The Chukchi in the farthest eastern parts of nothern Siberia have suffered the most from vodka. Some reindee herds have been competely decimated in return for groceries and vodka, leaving the people with nothing once the food was gone.

The chapter on his family’s first visit to Siberia was very interesting as he talks about their reactions to the places he loves, his fears about their visit, and their insights into the lives of the Even. In the chapter that comes the closest to a travelogue, “How to summon a helicopter,” he writes of their adventures in getting out of their camp when helicopters couldn’t get through for days.

I had only two minor irritations with the book. First, the author refers to the people as Eveny throughout the book instead of Even. He decided to do this because “even” is also a word in English and it could be confusing to the reader, a reasonable concern. “Eveny” is the Russian plural of the word. I’d have preferred to see Even used, but when this is a book that’s probably going to be read by people who’ve never heard of the Even anyway, it’s understandable.

I also wished that he wrote more about the years between 1995 and today (the book was published in 2005). Throughout the former Soviet Union things were pretty bad for a few years, and then started to improve in many places. I was, and still am, curious to know if that was the case in Siberia also. Those improvements certainly came more quickly in some places than in other places, but quite a few people in Kyrgyzstan said that it was in about 1995 or 1996 that things weren’t so awful.

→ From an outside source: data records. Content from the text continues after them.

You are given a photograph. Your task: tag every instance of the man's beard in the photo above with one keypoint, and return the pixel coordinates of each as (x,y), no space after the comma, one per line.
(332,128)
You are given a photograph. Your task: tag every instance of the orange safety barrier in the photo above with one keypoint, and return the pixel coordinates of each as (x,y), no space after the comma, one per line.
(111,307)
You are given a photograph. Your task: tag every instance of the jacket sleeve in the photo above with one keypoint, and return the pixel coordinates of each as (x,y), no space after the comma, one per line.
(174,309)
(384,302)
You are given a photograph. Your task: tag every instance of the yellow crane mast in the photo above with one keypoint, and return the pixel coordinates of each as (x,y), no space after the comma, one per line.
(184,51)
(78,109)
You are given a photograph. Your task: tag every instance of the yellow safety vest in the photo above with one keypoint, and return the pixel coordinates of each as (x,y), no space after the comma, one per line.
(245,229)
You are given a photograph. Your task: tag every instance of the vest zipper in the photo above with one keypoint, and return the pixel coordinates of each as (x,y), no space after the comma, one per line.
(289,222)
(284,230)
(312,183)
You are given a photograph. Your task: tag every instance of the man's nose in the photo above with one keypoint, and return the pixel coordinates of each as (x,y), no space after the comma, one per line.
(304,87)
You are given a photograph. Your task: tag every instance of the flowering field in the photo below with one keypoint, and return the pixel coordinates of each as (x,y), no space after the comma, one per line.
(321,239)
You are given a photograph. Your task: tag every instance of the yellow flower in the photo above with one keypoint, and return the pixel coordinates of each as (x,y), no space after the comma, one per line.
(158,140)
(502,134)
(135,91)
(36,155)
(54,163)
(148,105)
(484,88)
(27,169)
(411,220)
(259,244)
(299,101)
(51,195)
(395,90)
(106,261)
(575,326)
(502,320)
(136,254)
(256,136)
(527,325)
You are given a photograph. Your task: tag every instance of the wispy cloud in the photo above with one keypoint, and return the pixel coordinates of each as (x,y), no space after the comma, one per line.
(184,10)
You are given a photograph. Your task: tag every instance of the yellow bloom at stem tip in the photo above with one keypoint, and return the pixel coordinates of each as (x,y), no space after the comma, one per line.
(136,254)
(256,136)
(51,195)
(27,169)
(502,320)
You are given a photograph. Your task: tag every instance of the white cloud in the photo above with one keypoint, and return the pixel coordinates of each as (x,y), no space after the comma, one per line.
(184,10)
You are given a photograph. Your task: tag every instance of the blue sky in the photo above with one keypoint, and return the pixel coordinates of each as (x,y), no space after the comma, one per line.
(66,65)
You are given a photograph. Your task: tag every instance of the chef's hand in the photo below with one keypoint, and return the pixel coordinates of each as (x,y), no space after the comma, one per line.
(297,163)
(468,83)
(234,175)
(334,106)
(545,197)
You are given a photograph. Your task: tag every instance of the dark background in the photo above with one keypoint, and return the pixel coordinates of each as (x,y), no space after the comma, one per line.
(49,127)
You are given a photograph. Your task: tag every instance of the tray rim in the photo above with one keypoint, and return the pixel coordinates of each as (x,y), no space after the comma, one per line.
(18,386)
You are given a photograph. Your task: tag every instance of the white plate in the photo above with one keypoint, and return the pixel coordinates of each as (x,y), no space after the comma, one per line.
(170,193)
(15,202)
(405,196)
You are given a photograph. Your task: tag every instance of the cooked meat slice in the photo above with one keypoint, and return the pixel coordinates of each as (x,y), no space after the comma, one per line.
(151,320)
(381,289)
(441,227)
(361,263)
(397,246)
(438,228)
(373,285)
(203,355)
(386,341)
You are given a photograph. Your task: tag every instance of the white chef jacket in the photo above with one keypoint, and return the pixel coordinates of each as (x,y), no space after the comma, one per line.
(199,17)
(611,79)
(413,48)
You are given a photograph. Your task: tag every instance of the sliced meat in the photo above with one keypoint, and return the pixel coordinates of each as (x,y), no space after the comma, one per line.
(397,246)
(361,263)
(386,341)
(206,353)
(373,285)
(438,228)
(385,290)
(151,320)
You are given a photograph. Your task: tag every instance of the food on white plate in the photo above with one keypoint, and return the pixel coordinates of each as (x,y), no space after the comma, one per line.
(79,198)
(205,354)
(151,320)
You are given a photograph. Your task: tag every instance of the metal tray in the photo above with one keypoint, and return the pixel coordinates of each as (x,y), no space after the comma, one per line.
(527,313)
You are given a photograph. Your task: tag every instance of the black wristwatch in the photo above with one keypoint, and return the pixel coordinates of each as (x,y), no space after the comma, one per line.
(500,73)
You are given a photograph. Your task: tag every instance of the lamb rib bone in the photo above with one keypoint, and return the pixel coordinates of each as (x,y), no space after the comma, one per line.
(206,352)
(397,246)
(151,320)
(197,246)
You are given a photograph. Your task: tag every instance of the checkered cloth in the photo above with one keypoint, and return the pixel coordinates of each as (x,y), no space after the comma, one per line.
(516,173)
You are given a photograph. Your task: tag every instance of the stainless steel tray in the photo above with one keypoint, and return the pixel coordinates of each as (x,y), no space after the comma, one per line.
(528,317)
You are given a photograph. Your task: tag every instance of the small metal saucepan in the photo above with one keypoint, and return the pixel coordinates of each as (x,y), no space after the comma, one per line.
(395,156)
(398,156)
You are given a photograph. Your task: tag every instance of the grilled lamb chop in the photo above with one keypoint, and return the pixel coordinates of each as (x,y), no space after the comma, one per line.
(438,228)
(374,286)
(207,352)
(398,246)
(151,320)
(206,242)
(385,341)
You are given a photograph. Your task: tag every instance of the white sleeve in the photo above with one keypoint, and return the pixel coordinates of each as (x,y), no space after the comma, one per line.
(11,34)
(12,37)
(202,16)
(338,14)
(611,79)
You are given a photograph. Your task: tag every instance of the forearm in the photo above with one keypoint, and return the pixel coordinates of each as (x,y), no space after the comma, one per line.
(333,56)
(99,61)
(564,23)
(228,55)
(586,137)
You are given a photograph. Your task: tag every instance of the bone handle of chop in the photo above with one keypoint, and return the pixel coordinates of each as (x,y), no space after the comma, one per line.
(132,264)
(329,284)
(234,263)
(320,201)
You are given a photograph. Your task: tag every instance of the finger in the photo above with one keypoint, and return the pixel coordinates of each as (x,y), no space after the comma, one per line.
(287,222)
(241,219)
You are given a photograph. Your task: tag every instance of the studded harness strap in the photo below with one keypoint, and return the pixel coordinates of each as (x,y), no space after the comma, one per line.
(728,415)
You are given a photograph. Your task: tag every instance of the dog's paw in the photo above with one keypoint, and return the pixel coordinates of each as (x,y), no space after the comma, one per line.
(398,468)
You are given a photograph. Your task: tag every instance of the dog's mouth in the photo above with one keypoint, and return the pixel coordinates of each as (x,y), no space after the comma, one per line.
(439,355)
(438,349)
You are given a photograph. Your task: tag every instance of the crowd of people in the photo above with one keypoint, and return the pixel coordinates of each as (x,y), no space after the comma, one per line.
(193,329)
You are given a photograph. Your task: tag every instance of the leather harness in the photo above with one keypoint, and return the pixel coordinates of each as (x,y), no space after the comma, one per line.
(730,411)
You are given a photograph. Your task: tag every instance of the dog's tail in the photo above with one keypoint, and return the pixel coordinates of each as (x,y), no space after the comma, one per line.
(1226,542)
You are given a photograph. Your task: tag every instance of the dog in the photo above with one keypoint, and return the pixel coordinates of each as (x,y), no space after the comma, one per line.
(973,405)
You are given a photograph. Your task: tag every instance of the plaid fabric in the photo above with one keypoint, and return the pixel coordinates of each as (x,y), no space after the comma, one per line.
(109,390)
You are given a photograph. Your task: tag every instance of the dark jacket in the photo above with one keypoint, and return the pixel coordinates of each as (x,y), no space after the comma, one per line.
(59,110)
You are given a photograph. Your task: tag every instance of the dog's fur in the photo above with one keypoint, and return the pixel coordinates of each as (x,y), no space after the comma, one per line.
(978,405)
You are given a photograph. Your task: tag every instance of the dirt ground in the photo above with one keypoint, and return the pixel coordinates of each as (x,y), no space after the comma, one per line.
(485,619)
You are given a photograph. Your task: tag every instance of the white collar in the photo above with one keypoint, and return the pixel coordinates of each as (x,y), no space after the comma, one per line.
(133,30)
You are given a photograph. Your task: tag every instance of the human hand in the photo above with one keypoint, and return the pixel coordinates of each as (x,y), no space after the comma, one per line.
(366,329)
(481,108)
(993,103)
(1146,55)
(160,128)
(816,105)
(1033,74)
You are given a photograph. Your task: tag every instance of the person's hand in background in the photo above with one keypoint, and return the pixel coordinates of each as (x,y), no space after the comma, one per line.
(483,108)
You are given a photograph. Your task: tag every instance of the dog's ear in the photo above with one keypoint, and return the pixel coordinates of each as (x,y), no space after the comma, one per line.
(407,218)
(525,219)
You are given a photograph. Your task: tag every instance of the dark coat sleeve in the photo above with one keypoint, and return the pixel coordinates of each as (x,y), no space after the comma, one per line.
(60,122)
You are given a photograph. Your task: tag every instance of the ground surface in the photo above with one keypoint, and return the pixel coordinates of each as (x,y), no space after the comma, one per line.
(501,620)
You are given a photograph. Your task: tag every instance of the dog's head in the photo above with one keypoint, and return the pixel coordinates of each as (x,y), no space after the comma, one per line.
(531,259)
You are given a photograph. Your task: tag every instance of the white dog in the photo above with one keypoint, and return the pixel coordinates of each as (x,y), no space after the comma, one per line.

There really was very little about shamanism in the book despite its title; shamanism has been almost completely destroyed in Siberia, even more so than Islam was dismantled in Central Asia. Still the last part does talk about shamanism and the religious beliefs of the people (chapter 11, “Animal souls and human destiny” was particularly good).

So that’s my very long review of an excellent book. Definitely worth reading and highly recommended.

1 comment:

  1. I've always been intrigued by Siberia. It appears, to me, to be the one place in Russia where people can be halfway free.